Alors pourquoi ne pas mettre toutes ces qualités en valeur ?
Un étiquetage nutritionnel obligatoire ?
Un étiquetage nutritionnel obligatoire ?
Dans ce sens, Synabio a proposé à ses adhérents de créer un étiquetage nutritionnel qui serait obligatoire, placé en facing sur l’emballage de toutes les denrées alimentaires bio et qui serait d’une taille minimale de 3mm pour être bien lisible.
Il comporterait les informations suivantes :
-valeur énergétique
-composition et teneur en lipides dont les acides gras saturés
-composition et teneur en glucides dont les sucres
– teneur en sel.
D’autres informations seraient facultatives, comme la teneur en protéines , en fibres et vitamines et sels minéraux, en acides gras mono-insaturés, en acides gras poly-insaturés et en acides gras trans.
C’est un projet qui va dans le bon sens.
Les entreprises réticentes
Mais 52% des entreprises qui ont participé à l’étude sont opposées à l’étiquetage nutritionnel obligatoire en facing. Comment expliquer ce choix? Quand on a des avantages il faut les mettre en avant surtout quand en face la concurrence ne fait pas de cadeaux.
» Beaucoup d’entreprises bio sont contre cet étiquetage car elles considèrent que les consommateurs savent que les produits bio sont des produits naturels plus sains, et dont la culture est respectueuse du développement durable et de l’environnement » souligne Cécile Brissur.
Mais ce n’est pas si simple. De très nombreux consommateurs, même éclairés, doutent encore de l’intérêt du bio et le qualifient d' » effet de mode « , voire d’arnaque pour les gogos et les bobos. Le fait que l’Observatoire OQALI ne les différencie pas dans ses études est finalement très révélateur de l’amalgame qui est fait entre le bio et le non bio.
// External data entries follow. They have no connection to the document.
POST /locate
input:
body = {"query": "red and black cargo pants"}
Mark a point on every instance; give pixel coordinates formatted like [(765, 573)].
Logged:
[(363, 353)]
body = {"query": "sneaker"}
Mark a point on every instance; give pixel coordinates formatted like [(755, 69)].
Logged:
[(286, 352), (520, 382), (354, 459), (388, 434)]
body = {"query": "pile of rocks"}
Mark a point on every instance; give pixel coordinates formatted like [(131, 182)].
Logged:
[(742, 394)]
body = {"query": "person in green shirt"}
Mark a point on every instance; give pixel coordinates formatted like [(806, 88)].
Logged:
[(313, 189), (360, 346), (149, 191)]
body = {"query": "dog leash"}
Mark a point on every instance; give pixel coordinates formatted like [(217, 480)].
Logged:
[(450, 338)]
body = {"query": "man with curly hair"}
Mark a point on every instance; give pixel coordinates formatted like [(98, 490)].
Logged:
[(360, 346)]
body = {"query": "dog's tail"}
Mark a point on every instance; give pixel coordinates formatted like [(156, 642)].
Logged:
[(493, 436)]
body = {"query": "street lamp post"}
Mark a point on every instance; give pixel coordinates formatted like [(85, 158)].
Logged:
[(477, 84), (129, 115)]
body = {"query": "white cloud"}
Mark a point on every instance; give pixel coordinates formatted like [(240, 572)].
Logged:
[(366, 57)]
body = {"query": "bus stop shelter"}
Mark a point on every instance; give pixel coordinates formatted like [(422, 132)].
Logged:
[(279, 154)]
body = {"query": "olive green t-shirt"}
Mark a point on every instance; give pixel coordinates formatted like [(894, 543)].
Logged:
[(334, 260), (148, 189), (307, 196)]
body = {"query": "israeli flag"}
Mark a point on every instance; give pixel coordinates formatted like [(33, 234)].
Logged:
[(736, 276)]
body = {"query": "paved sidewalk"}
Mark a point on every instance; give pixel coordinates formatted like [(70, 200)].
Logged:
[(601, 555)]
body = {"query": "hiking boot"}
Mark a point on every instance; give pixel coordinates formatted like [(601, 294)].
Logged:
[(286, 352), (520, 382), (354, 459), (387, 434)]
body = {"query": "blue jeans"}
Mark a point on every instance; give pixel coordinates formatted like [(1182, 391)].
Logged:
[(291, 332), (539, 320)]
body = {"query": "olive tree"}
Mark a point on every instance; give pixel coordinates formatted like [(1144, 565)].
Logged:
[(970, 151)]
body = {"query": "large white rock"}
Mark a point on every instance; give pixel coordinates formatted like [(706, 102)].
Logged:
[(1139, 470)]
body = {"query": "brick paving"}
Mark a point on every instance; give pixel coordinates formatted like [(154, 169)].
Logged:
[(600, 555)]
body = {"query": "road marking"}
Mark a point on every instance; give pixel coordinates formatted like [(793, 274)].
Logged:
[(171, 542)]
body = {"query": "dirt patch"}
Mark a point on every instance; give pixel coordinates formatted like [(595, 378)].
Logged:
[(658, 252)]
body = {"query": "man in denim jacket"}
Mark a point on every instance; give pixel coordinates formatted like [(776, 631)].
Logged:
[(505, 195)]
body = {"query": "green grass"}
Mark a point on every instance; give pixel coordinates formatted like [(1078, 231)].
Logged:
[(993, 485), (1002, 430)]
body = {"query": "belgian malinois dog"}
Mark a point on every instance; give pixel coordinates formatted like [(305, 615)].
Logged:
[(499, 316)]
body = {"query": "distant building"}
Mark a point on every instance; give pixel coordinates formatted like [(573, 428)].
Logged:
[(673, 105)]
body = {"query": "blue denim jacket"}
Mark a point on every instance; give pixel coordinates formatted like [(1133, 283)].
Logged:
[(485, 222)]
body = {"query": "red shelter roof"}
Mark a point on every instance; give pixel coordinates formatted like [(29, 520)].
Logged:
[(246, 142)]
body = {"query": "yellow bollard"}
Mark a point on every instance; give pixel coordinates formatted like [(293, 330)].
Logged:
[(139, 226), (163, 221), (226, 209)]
Il est donc indispensable de continuer à expliquer encore et encore les différences qualitatives nutritionnelles et globales, majeures, entre les produits bio et non bio. Et pour ce faire l’étiquetage est fondamental. Le consommateur a besoin de savoir et d’être en confiance.
Le combat de l’information sur le bio ne fait que commencer
Mais si ce projet était aujourd’hui mis en place très peu de produits bio auraient un étiquetage conforme. Et c’est peut-être aussi pour ça que les entreprises bio, déjà très chargées en contraintes qualitatives, n’y sont pas favorables.
C’est pourtant le prix à payer pour que le bio ne soit pas considéré comme une catégorie de produits dont la qualité est subjective, ou va de soi.
Il ne suffit pas de dire que c’est bio pour que ce soit meilleur. Il faut l’expliquer, le justifier.
L’étiquetage bio doit donc devenir non seulement obligatoire pour rassurer le consommateur mais aussi un modèle d’information sur lequel les produits conventionnels devront s’aligner.
Il reste beaucoup de chemin à faire. Le combat de l’information sur le bio ne fait que commencer .Mais toutes les entreprises concernées, petits exploitants et industriels, doivent être convaincues que ce combat doit être mené.